HBase Basics

Discussion


This tutorial is based on the Quick Start - Standalone HBase guide. I have explained the difficulties that I encountered when following this guide. The intention is to help you get it up and running quickly, so that you can play with HBase. If you need more explanation for the Playing with HBase section, read the HBase quick start guide.

Why HBase?


The visual guide to NoSQL systems shows you where HBase fits into the CAP theorem triangle:

alt text

You can also read why you would use Apache HBase and its features on its home page : http://hbase.apache.org/

Prerequisites


You need Java 7 for HBase 1.0 version.

Installation


Download

1) Go to Apache Download Mirrors
2) Click on the suggested download link at the top of the page.
3) Click on the stable directory.
4) Download hbase-0.98.6.1-hadoop2-bin.tar.gz file.
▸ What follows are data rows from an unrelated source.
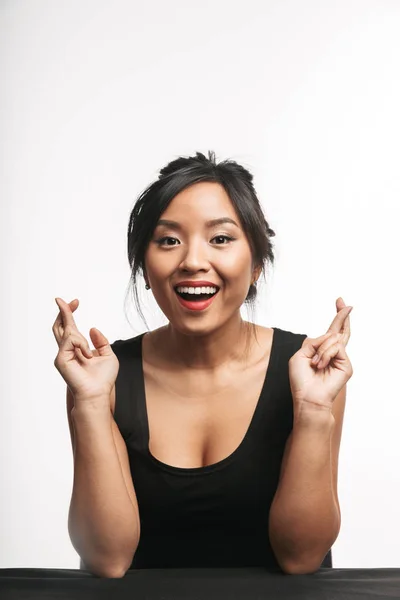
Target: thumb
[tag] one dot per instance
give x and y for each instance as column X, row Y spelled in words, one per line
column 100, row 342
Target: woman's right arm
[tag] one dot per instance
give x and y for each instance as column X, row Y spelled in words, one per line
column 103, row 520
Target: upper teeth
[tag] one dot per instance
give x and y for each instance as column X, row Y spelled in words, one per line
column 196, row 290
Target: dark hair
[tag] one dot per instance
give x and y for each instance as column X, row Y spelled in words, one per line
column 180, row 174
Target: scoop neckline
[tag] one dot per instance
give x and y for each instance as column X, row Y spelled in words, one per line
column 240, row 448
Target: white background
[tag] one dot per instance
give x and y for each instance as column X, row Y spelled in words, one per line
column 97, row 96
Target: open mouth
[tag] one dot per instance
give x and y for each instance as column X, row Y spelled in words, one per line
column 196, row 294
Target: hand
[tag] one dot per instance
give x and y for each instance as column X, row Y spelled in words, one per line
column 318, row 383
column 88, row 374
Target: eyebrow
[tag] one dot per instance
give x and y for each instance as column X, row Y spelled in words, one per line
column 209, row 224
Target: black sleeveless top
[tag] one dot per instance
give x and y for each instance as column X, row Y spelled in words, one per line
column 217, row 515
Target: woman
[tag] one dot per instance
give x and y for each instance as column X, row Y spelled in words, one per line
column 211, row 441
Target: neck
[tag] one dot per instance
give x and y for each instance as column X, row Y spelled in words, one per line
column 211, row 350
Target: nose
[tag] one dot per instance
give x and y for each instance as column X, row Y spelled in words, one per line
column 195, row 257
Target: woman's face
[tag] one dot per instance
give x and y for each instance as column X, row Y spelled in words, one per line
column 189, row 247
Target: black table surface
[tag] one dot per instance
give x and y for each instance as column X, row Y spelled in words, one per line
column 201, row 584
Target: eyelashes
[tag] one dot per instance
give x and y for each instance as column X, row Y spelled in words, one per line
column 162, row 241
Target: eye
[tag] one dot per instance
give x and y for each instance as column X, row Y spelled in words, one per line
column 162, row 241
column 224, row 238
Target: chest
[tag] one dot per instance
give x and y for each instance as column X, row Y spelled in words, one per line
column 197, row 421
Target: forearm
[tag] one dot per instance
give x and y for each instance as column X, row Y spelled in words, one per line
column 102, row 522
column 304, row 518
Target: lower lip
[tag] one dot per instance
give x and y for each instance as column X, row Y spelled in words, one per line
column 195, row 305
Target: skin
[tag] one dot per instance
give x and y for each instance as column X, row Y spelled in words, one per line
column 210, row 338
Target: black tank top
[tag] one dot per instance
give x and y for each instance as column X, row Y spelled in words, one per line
column 217, row 515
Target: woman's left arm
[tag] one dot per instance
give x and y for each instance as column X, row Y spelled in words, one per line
column 304, row 518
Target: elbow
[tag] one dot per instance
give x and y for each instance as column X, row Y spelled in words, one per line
column 105, row 571
column 300, row 568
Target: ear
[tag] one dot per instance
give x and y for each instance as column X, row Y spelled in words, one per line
column 256, row 274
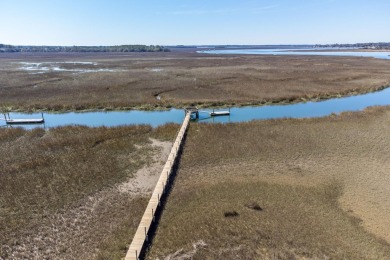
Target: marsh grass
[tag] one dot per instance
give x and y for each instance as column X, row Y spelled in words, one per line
column 184, row 78
column 45, row 173
column 286, row 179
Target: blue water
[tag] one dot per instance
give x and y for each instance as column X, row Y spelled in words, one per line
column 379, row 55
column 238, row 114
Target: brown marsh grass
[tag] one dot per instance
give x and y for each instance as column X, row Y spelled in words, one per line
column 181, row 79
column 320, row 187
column 57, row 190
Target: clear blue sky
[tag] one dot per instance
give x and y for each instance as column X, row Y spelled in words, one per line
column 165, row 22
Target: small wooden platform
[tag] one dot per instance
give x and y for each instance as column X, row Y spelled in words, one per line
column 24, row 121
column 141, row 236
column 10, row 121
column 220, row 113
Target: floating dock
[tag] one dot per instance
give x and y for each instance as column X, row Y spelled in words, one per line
column 195, row 111
column 10, row 121
column 220, row 113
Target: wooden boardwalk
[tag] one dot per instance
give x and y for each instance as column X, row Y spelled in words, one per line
column 140, row 239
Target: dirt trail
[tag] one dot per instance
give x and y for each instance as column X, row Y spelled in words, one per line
column 77, row 232
column 146, row 178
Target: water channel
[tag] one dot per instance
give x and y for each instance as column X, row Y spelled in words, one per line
column 237, row 114
column 308, row 52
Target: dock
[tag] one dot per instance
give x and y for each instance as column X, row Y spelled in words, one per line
column 10, row 121
column 195, row 111
column 141, row 238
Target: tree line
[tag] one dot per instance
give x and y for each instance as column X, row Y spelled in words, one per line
column 118, row 48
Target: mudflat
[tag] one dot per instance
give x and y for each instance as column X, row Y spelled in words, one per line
column 285, row 189
column 77, row 81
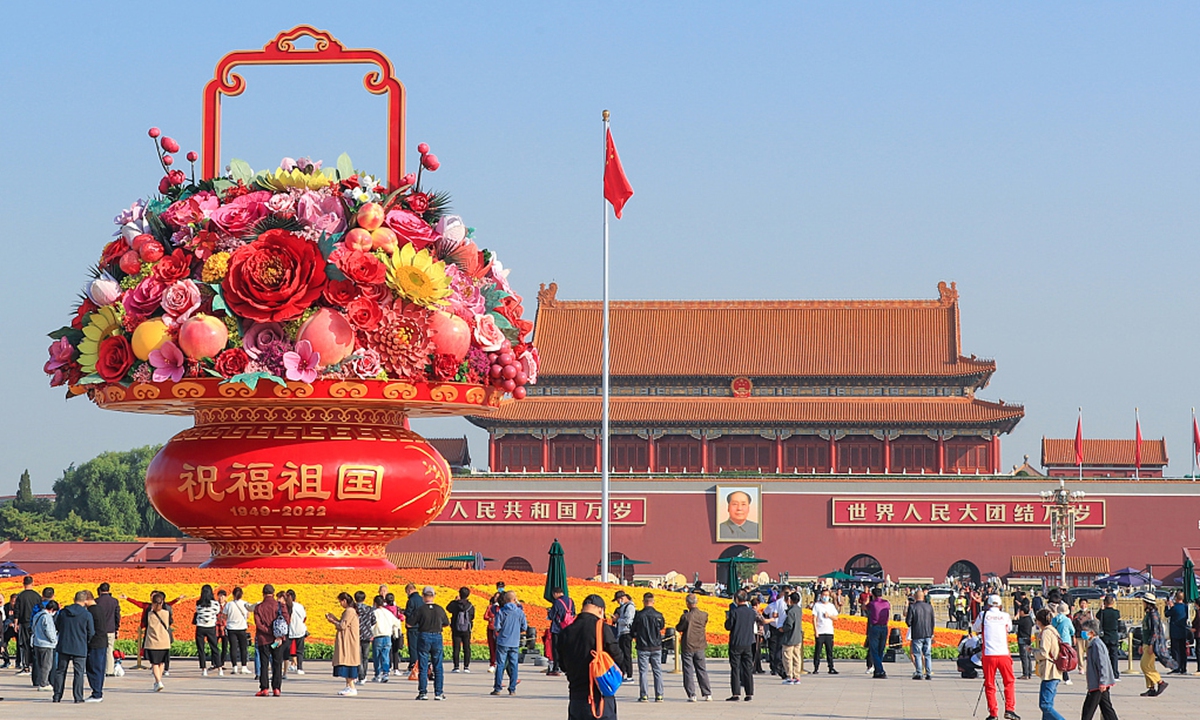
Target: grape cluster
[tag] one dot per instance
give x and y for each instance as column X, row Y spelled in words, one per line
column 507, row 372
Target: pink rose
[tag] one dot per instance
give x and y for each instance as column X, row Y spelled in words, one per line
column 411, row 228
column 180, row 301
column 145, row 298
column 321, row 213
column 487, row 335
column 240, row 216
This corresponds to the Hadoop version 2.

Extract

$tar xzvf hbase-0.98.6.1-hadoop2-bin.tar.gz
$cd hbase-0.98.6.1-hadoop2-bin

Configure

1) Edit conf/hbase-env.sh, uncomment JAVA_HOME and set it to the appropriate location for your machine.

$which java
/usr/bin/java
export JAVA_HOME=/usr

Yes, it's twisted and it will crash when you start the server.
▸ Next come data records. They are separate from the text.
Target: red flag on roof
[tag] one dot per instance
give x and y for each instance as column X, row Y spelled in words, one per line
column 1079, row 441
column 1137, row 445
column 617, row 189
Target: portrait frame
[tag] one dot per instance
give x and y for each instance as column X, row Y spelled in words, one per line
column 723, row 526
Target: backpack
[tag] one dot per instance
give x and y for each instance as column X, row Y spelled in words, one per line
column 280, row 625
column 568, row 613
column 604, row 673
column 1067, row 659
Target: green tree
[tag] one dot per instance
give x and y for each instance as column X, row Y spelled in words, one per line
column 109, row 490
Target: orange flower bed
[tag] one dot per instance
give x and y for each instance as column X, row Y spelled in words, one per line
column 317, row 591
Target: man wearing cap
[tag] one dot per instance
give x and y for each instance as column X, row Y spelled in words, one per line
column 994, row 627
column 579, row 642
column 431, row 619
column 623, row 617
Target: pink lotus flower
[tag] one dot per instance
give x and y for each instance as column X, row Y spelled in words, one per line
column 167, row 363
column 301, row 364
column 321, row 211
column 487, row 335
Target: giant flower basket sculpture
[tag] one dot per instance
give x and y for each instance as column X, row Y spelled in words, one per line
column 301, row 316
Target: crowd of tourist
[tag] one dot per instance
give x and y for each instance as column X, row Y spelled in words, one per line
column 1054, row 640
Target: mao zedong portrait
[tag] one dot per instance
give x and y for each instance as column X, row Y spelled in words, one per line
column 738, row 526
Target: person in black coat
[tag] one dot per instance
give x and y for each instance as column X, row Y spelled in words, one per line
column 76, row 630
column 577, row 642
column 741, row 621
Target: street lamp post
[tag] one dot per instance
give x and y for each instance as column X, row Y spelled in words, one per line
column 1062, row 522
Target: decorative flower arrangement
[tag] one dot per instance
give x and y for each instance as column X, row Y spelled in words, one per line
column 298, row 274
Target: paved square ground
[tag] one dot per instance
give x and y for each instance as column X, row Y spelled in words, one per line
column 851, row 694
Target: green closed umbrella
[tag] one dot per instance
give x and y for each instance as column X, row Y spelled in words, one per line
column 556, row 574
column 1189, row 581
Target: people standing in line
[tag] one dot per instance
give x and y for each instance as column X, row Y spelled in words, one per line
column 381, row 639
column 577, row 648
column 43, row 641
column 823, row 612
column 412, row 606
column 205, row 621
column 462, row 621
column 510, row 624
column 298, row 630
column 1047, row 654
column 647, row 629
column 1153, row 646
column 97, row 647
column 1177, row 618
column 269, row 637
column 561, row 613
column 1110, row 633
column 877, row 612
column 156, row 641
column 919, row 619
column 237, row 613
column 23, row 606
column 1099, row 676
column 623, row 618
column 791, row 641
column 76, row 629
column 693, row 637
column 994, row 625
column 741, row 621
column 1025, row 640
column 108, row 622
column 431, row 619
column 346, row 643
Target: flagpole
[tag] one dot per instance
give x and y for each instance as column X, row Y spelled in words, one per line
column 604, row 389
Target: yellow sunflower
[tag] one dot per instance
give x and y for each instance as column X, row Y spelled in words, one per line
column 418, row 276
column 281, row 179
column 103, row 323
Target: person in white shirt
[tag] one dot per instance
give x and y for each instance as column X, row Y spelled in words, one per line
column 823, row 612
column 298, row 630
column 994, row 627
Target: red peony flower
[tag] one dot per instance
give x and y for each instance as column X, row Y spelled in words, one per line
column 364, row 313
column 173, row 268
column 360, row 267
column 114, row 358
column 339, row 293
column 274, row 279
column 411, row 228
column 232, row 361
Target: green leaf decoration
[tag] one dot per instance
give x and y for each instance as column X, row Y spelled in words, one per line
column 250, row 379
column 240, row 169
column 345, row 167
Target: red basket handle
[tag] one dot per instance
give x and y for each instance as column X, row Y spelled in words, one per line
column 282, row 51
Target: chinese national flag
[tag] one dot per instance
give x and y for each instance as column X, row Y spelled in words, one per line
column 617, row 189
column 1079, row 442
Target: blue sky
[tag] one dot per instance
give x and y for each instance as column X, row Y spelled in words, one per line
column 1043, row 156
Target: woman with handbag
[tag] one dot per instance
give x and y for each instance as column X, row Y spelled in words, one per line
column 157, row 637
~/Downloads/hbase-0.98.6.1-hadoop2 $bin/start-hbase.sh
/Users/bparanj/Downloads/hbase-0.98.6.1-hadoop2/bin/hbase: line 386: /usr/bin/java/bin/java: Not a directory
/Users/bparanj/Downloads/hbase-0.98.6.1-hadoop2/bin/hbase: line 386: exec: /usr/bin/java/bin/java: cannot execute: Not a directory
/Users/bparanj/Downloads/hbase-0.98.6.1-hadoop2/bin/hbase: line 386: /usr/bin/java/bin/java: Not a directory
/Users/bparanj/Downloads/hbase-0.98.6.1-hadoop2/bin/hbase: line 386: exec: /usr/bin/java/bin/java: cannot execute: Not a directory
starting master, logging to /Users/bparanj/Downloads/hbase-0.98.6.1-hadoop2/bin/../logs/hbase-bparanj-master-Millions.local.out
/Users/bparanj/Downloads/hbase-0.98.6.1-hadoop2/bin/../bin/hbase: line 386: /usr/bin/java/bin/java: Not a directory
/Users/bparanj/Downloads/hbase-0.98.6.1-hadoop2/bin/../bin/hbase: line 386: exec: /usr/bin/java/bin/java: cannot execute: Not a directory
localhost: ssh: connect to host localhost port 22: Connection refused

Just specify /usr and not the entire path to java. For some reason even that does not work but it uses system-provided Java on Mac OS 10.9.4.
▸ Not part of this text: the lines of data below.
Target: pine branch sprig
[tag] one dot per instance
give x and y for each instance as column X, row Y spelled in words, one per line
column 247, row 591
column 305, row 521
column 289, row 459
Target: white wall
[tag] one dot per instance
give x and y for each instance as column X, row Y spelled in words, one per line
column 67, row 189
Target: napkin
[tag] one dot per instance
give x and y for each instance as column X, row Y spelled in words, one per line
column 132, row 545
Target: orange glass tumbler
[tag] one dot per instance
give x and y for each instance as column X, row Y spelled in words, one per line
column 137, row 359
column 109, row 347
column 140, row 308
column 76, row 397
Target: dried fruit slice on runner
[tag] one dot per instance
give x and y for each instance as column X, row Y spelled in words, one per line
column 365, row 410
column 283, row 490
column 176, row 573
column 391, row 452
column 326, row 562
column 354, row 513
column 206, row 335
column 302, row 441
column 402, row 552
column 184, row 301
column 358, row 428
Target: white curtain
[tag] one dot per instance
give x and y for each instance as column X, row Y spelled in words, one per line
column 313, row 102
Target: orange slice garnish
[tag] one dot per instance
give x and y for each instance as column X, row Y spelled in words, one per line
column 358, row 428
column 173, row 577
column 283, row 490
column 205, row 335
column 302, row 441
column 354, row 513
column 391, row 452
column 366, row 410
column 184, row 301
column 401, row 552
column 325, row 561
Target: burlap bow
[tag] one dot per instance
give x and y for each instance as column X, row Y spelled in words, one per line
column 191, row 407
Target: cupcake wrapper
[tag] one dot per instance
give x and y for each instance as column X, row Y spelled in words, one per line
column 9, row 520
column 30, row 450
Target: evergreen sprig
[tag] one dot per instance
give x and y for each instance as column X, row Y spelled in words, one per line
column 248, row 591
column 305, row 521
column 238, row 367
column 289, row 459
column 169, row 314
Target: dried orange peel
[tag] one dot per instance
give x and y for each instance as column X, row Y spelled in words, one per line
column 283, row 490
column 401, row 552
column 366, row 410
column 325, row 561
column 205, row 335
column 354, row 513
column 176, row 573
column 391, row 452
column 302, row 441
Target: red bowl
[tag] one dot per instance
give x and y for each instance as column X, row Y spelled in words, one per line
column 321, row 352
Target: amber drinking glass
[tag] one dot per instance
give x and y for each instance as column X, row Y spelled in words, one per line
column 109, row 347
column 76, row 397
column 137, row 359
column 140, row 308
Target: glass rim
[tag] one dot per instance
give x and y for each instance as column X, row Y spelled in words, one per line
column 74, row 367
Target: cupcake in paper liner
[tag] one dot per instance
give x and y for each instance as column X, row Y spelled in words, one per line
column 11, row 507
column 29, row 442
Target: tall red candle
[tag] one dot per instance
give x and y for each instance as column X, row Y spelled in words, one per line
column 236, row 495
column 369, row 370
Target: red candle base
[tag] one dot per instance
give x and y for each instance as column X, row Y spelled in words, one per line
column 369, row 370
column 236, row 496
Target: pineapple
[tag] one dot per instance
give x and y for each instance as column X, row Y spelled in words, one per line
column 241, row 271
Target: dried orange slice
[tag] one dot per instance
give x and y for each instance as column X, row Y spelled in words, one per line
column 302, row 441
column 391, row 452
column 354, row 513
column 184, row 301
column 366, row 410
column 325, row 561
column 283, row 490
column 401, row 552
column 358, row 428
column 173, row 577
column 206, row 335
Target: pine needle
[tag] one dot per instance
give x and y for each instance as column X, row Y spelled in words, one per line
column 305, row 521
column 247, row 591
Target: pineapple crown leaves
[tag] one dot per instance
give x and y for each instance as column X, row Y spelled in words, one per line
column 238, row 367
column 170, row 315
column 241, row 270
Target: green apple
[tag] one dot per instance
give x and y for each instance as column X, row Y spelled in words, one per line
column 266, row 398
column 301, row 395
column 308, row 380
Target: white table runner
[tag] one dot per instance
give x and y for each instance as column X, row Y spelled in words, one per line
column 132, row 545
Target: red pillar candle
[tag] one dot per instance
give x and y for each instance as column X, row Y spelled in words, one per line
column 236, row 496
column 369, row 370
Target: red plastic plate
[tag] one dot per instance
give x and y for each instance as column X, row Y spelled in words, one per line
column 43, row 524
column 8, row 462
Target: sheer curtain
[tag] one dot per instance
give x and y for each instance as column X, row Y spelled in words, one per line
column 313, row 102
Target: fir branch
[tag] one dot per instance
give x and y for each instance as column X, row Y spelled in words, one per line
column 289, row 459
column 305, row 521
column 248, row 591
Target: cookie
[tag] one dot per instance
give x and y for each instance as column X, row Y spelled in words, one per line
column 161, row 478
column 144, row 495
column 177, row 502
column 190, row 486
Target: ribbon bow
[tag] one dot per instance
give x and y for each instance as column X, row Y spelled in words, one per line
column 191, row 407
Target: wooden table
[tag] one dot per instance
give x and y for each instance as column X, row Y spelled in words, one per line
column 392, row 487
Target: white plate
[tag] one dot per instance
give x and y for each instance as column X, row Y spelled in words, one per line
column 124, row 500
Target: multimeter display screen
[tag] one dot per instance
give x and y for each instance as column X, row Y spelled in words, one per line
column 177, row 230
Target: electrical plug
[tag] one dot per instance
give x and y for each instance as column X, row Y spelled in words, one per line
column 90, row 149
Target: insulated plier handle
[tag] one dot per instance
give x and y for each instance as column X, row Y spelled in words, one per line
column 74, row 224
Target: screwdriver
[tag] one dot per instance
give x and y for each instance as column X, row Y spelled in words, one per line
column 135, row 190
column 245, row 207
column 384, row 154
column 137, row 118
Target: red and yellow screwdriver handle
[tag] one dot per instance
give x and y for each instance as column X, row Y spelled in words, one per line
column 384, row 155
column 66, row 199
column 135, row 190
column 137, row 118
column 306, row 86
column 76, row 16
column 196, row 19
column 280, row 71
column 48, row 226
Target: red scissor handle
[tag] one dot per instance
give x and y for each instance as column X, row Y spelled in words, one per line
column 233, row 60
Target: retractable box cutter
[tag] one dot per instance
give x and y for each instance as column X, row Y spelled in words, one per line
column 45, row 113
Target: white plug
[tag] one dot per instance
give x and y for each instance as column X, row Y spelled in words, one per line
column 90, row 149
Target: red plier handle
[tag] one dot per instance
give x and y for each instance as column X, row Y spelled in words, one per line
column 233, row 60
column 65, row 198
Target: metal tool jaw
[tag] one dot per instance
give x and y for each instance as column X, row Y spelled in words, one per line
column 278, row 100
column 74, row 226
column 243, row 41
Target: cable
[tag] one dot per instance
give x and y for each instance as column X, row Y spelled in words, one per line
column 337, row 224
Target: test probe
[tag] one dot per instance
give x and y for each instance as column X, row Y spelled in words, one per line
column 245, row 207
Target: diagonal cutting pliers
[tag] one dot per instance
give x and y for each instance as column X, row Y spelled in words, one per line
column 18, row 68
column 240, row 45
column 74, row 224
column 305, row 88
2) Edit conf/hbase-site.xml and specify the directory to store data.

<configuration>
  <property>
    <name>hbase.rootdir</name>
    <value>file:///home/user/hbase</value>
  </property>
  <property>
    <name>hbase.zookeeper.property.dataDir</name>
    <value>/home/user/zookeeper</value>
  </property>
</configuration>     

Do not create this directory. For explanation on why, read: http://hbase.apache.org/book/quickstart.html#d4063e153. This is not user friendly.

Start HBase


Run bin/start-hbase.sh script to start the server.

~/Downloads/hbase-0.98.6.1-hadoop2 $bin/start-hbase.sh
Unable to find a $JAVA_HOME at "/usr", continuing with system-provided Java...
starting master, logging to /Users/bparanj/Downloads/hbase-0.98.6.1-hadoop2/bin/../logs/hbase-bparanj-master-Millions.local.out
Unable to find a $JAVA_HOME at "/usr", continuing with system-provided Java...

Verify if the server is running.

$jps
16079 Jps
15653 HMaster

We see HMaster process running. So HBase server is now running.

Playing with HBase


Connect to HBase

HBase console:

~/Downloads/hbase-0.98.6.1-hadoop2 $bin/hbase shell
Unable to find a $JAVA_HOME at "/usr", continuing with system-provided Java...
2014-10-09 11:00:29,079 INFO  [main] Configuration.deprecation: hadoop.native.lib is deprecated. Instead, use io.native.lib.available
HBase Shell; enter 'help<RETURN>' for list of supported commands.
Type "exit<RETURN>" to leave the HBase Shell
Version 0.98.6.1-hadoop2, r96a1af660b33879f19a47e9113bf802ad59c7146, Sun Sep 14 21:27:25 PDT 2014

Check Version

1.8.7-p357 :002 >   version
0.98.6.1-hadoop2, r96a1af660b33879f19a47e9113bf802ad59c7146, Sun Sep 14 21:27:25 PDT 2014

Check Server Status

Instead of using jps command in the terminal, you can also use the status command in the hbase shell.

1.8.7-p357 :003 > status
2014-10-09 14:23:00.873 java[33633:d0f] Unable to load realm info from SCDynamicStore
2014-10-09 14:23:16,363 WARN  [main] util.NativeCodeLoader: Unable to load native-hadoop library for your platform... using builtin-java classes where applicable
1 servers, 0 dead, 2.0000 average load

Getting Help

1.8.7-p357 :001 > help
HBase Shell, version 0.98.6.1-hadoop2, r96a1af660b33879f19a47e9113bf802ad59c7146, Sun Sep 14 21:27:25 PDT 2014
Type 'help "COMMAND"', (e.g. 'help "get"' -- the quotes are necessary) for help on a specific command.
Commands are grouped. Type 'help "COMMAND_GROUP"', (e.g. 'help "general"') for help on a command group.

Create a Table

1.8.7-p357 :003 >   create 'test', 'cf'
2014-10-09 11:02:21.435 java[17305:1407] Unable to load realm info from SCDynamicStore
2014-10-09 11:02:22,164 WARN  [main] util.NativeCodeLoader: Unable to load native-hadoop library for your platform... using builtin-java classes where applicable
0 row(s) in 4.0640 seconds

 => Hbase::Table - test 

List Details about a Table

1.8.7-p357 :004 > list 'test'
TABLE                                                                                                                                                             
test                                                                                                                                                              
1 row(s) in 0.0650 seconds

=> ["test"] 

Populate Data

The put command is used to put data into table.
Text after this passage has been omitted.